Objective: To assess the efficacy and safety of rilonacept, an interleukin-1 inhibitor, in a randomized, double-blind, placebo-controlled trial.

Methods: An initial 4-week double-blind placebo phase was incorporated into a 24-week randomized multicenter design, followed by an open-label phase. Seventy-one children who had active arthritis in ≥2 joints were randomized (1:1) to the 2 arms of the study. Patients in the rilonacept arm received rilonacept (loading dose 4.4 mg/kg followed by 2.2 mg/kg weekly, subcutaneously) beginning on day 0. Patients in the placebo arm received placebo for 4 weeks followed by a loading dose of rilonacept at week 4 followed by weekly maintenance doses. The primary end point was time to response, using the adapted American College of Rheumatology Pediatric 30 criteria coupled with the absence of fever and taper of the dosage of systemic corticosteroids, using prespecified criteria.

Results: The time to response was shorter in the rilonacept arm than in the placebo arm (χ(2) = 7.235, P = 0.007). The secondary analysis, which used the same response criteria, showed that 20 (57%) of 35 patients in the rilonacept arm had a response at week 4 compared with 9 (27%) of 33 patients in the placebo arm (P = 0.016). Exacerbation of systemic juvenile idiopathic arthritis (JIA) was the most common severe adverse event. More patients in the rilonacept arm had elevated liver transaminase levels (including levels more than 3 times the upper limit of normal) compared with those in the placebo arm. Adverse events were similar in the 2 arms of the study.

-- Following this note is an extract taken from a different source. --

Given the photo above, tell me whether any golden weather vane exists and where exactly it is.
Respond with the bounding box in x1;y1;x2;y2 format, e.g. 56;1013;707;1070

Conclusion: Rilonacept was generally well tolerated and demonstrated efficacy in active systemic JIA.

Figure 1. Flow of Patients in RAPPORT Trial

RAPPORT, The RAndomized Placebo Phase Study Of Rilonacept in the Treatment of Systemic Juvenile Idiopathic Arthritis. ^a Indicates patients who attended the week 24 study visit. ^b Indicates patients who remained in long term extension until the LTE period ended.

Figure 2. Cumulative Incidence Estimates of Response by Treatment Arm

The cumulative incidence curve shows a higher rate of response in the rilonacept arm compared to the placebo arm. The primary endpoint of response was assessed at bi-weekly study visits during the efficacy period. Response was defined as improvement in the American College of Rheumatology (ACR) Pediatric 30, absence of fevers ≥38.5°C in the previous 2 weeks, and at least 10% taper in systemic corticosteroids from baseline. Missing temperatures were imputed as fever free. Patients were no longer eligible for the primary endpoint if corticosteroids were increased or started based on the non-response algorithm prior to meeting the criteria for response. The cumulative incidence estimation treated non-response as a competing event. The number of patients at risk displayed below the figure shows the number of patients eligible to meet the response designation for the first time at each study week.

Figure 3. Change Over Time in Corticosteroid Dose

Panel A shows the median corticosteroid dose by treatment group during the efficacy period, with I bars representing interquartile range. Panel B shows the median corticosteroid dose aggregated for all patients during the follow-up safety period, with I bars representing interquartile range. Patients’ oral dose at their last visit during the long term extension phase is displayed. The median time on study at the last visit was 16 months, with a range of 8 to 26 months.